Microarray for Detection and Subtyping
of Human Influenza Viruses
Description of Technology: Available
for licensing and commercial
development are a novel influenza virus
microarray and methods for using the
microarray for the identification of
existing and new types and subtypes of
human influenza viruses. There are
three types of influenza viruses, type A,
B and C. Influenza types A or B viruses
cause epidemics of disease almost every
winter, with type A causes major
pandemic periodically. Influenza type A
viruses are further divided into subtypes
based on two proteins on the surface of
the virus. These proteins are called
hemagglutinin (H) and neuraminidase
(N). There are 16 known HA subtypes
and 9 known NA subtypes of influenza
A viruses. Each subtype may have
different combination of H and N
proteins. Although there are only three
known A subtypes of influenza viruses
(H1N1, H1N2, and H3N2) currently
circulating among humans, many other
different strains are circulating among
birds and other animals and these
viruses do spread to humans
occasionally. There is a requirement for
sensitive and rapid diagnostic
techniques in order to improve both the
diagnosis of infections and the quality
of surveillance systems.

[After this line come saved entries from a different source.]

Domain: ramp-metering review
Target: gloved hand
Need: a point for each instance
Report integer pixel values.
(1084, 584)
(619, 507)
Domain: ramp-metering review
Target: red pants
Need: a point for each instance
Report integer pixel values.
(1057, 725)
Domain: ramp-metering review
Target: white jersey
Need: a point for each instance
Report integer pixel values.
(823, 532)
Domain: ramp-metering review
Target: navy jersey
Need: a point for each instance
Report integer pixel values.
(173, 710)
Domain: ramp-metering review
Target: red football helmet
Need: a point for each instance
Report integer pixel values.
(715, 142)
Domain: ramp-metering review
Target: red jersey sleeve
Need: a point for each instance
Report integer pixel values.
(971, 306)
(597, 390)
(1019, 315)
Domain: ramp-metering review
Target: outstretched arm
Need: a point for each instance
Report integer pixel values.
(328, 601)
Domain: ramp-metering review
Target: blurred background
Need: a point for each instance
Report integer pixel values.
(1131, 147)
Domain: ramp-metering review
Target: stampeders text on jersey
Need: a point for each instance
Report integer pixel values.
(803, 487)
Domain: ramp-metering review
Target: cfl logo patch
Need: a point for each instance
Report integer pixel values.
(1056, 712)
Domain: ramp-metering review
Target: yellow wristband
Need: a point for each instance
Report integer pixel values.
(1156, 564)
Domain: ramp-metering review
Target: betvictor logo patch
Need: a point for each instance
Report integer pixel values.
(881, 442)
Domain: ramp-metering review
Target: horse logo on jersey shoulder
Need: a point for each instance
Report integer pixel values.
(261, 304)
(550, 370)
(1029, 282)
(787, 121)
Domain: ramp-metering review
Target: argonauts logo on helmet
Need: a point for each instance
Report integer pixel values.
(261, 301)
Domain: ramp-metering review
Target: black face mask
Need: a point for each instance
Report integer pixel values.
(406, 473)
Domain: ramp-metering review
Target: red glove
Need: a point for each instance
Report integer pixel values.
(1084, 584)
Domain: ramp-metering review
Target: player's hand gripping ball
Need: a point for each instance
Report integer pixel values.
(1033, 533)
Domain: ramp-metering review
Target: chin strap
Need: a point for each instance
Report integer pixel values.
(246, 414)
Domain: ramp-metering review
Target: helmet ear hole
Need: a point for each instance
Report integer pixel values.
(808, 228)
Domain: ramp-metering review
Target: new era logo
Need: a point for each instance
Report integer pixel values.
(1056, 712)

This microarray
platform tiles the genomes of all types/
subtypes of influenza viruses, and is
capable of correctly identifying all 3
types/subtypes of influenza viruses from
an influenza vaccine sample.
More specifically, the invention
consists of: (1) Microarrays comprising
a solid support with a plurality of n-mer
influenza viral nucleotide segments of
influenza Types A, B and C, including
each respective subtypes, and (2)
methods of detecting and identifying
known and unknown influenza viral
types and subtypes by: (a) Using
hybridization microarrays to known
influenza viral nucleotide sequences, (b)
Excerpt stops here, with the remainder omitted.